Minmin Chen is a Research Scientist in Google Brain, where she leads a team working on reinforcement learning for recommender systems. Before that, she was a research scientist at Criteo, working on computational models for online advertising, and Amazon, working on the Amazon Go project. She did her PhD at Washington University in St. Louis. She publishes at top machine learning and recommendation conferences such as Neurips, ICML, ICLR, RecSys and WSDM, and regularly serves as area chair at Neurips, ICML and ICLR.

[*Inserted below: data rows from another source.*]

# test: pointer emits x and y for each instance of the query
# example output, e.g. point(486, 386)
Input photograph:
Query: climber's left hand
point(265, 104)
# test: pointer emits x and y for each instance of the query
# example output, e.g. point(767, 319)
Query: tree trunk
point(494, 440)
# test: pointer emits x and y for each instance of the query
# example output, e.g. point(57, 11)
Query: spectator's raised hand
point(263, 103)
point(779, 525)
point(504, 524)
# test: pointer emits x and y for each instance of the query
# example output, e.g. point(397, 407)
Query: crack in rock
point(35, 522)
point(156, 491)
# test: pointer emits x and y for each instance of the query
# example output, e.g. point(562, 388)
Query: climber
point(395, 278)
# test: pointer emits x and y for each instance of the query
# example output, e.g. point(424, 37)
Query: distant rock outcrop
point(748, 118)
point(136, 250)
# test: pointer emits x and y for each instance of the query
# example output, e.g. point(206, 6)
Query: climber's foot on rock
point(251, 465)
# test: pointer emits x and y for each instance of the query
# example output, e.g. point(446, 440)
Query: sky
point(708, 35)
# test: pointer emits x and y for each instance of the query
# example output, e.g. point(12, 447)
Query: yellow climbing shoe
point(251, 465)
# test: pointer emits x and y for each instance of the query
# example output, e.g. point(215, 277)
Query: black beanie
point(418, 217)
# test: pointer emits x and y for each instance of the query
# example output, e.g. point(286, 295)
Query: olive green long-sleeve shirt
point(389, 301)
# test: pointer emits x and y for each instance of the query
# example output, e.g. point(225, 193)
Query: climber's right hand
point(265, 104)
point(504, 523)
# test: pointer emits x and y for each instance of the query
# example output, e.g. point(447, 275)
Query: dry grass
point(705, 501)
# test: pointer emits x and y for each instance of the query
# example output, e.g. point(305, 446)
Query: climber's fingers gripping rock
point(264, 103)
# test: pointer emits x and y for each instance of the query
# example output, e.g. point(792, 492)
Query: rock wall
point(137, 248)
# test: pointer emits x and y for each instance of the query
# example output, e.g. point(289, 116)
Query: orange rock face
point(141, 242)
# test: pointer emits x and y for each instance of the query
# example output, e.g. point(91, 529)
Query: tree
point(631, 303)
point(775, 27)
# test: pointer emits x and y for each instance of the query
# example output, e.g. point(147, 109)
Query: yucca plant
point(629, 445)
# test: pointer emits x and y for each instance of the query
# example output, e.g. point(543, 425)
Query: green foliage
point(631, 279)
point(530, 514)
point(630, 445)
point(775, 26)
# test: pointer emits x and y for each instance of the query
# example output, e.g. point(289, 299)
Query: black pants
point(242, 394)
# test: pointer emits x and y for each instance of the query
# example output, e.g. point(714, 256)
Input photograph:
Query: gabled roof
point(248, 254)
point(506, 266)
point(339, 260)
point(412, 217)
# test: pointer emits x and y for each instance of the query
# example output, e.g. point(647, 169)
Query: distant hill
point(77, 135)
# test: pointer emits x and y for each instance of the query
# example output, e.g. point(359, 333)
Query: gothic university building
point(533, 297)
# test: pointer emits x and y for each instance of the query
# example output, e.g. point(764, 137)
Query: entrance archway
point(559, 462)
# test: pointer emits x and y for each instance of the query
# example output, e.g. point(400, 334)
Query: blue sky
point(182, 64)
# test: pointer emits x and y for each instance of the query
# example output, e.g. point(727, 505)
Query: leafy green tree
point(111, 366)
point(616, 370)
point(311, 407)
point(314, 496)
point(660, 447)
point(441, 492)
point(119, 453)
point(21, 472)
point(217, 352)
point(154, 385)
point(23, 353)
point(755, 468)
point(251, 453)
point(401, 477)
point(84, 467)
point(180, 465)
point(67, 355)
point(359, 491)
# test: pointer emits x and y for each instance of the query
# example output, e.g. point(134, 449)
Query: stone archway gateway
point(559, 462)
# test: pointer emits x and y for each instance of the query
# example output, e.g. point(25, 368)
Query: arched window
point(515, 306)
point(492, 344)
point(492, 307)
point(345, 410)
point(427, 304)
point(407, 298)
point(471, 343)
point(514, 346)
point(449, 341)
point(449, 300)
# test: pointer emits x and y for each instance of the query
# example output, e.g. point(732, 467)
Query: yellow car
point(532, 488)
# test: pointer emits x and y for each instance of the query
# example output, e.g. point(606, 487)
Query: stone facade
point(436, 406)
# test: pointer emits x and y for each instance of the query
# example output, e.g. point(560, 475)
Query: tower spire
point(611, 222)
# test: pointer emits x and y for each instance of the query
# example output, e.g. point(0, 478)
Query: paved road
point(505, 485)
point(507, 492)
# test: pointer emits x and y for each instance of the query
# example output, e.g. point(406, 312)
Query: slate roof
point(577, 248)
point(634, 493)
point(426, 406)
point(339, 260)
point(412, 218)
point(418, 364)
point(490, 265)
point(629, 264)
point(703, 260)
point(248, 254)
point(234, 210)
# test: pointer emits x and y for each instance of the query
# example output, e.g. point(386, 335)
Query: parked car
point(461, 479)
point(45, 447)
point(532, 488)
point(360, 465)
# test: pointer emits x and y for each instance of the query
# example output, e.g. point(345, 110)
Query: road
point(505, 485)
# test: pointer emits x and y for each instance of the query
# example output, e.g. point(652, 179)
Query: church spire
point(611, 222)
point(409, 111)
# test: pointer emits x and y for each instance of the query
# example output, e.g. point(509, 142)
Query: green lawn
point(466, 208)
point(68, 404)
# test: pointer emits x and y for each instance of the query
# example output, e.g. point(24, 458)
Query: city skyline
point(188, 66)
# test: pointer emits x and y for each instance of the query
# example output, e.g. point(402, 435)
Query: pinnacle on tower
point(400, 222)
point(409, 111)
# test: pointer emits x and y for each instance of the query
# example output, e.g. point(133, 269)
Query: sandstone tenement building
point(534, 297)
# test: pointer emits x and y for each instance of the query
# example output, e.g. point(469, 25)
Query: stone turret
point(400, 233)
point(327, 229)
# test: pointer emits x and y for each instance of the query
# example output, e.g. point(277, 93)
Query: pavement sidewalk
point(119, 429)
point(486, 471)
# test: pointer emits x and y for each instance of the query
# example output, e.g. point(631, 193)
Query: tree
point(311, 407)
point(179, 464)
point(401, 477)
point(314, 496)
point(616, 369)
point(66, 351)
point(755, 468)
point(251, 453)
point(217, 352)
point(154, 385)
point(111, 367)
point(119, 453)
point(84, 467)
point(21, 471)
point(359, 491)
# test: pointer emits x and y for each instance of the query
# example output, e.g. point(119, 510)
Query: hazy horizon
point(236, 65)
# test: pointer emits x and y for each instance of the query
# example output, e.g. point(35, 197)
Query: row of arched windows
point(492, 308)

Houssam Nassif, Senior Machine Learning Scientist at Amazon

Solving Inverse Reinforcement Learning, Bootstrapping Bandits, and Adaptive Recommendation

This talk discusses three different ways we leveraged reward signals to inform recommendation. In Deep PQR: Solving Inverse Reinforcement Learning using Anchor Actions (ICML’20), we use deep energy-based policies to recover the true reward function in an Inverse Reinforcement Learning setting. We uniquely identify the reward function by assuming the existence of an anchor action with known reward, for example a do-nothing action with zero reward. In Decoupling Learning Rates Using Empirical Bayes (under review, arXiv), we devise an Empirical Bayes formulation that extracts an unbiased prior in hindsight from an experiment’s early reward signals. We apply this empirical prior to warm-start bandit recommendations and speed up convergence. In Seeker: Real-Time Interactive Search (KDD’19), we introduce a recommender system that adaptively refines search rankings in real time, through user interactions in the form of likes and dislikes. We extend Boltzmann exploration to adapt to the interactively changing embedding space, and to factor-in the uncertainty of the reward estimates.

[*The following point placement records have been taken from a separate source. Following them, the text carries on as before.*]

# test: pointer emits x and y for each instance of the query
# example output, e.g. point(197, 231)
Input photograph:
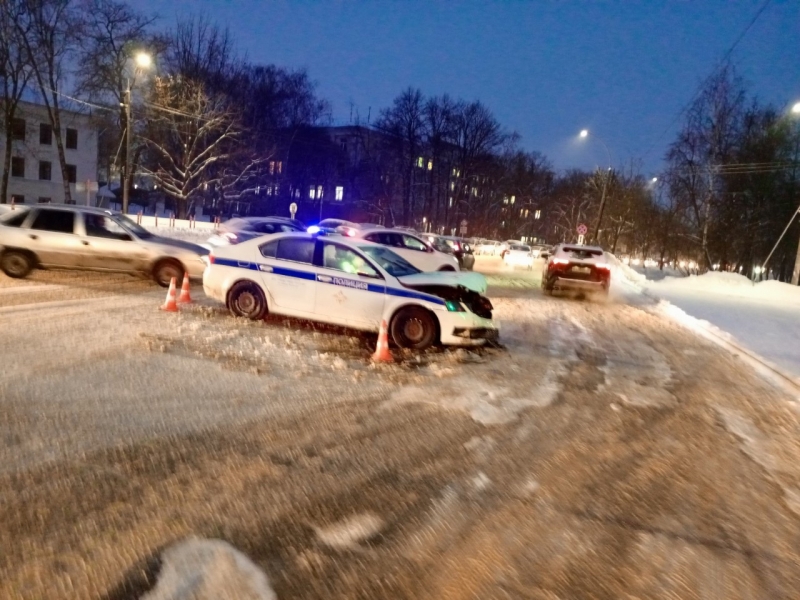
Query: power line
point(703, 83)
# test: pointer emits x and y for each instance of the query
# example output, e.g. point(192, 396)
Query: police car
point(352, 283)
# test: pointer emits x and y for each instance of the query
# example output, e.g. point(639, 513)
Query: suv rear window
point(14, 220)
point(61, 221)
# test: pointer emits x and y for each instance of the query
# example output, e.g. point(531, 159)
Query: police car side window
point(268, 250)
point(296, 250)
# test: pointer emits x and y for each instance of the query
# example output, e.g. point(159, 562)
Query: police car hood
point(469, 279)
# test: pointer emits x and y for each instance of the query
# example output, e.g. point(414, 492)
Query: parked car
point(68, 236)
point(350, 282)
point(519, 255)
point(332, 226)
point(235, 231)
point(458, 247)
point(410, 246)
point(577, 267)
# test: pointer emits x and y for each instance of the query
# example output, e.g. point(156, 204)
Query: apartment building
point(35, 172)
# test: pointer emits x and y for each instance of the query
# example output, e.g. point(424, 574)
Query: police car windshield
point(390, 262)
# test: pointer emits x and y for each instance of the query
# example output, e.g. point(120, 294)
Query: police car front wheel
point(413, 328)
point(247, 300)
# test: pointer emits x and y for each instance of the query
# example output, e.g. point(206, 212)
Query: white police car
point(352, 283)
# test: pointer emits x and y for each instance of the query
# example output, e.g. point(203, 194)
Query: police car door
point(289, 275)
point(350, 291)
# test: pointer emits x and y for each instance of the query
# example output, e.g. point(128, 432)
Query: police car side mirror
point(371, 274)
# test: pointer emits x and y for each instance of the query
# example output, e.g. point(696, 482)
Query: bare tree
point(194, 141)
point(15, 73)
point(48, 30)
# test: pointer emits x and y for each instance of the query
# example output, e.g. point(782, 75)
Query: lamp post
point(585, 134)
point(143, 61)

Houssam Nassif started his career as a wet-lab biologist, before switching to computer sciences, earning his PhD in Artificial Intelligence from the University of Wisconsin - Madison. His early research spans biomedical informatics, statistical relational learning, and uplift modeling. Since joining Amazon in 2013, Houssam has been passionate about adaptive experimentation. He established and leads Amazon’s adaptive testing framework, researching, deploying and evangelizing bandits, with forays into reinforcement learning, causality, and diversity. He helped launch 27 business products across Amazon, Google, and Cisco, which generated $1.5 billion incremental yearly revenue. Houssam has published over 25 peer-reviewed papers in leading ML and biomedical informatics conferences and journals, and organized AISTATS’15. His work has been recognized with 4 paper awards, including from RecSys’16 and KDD’17.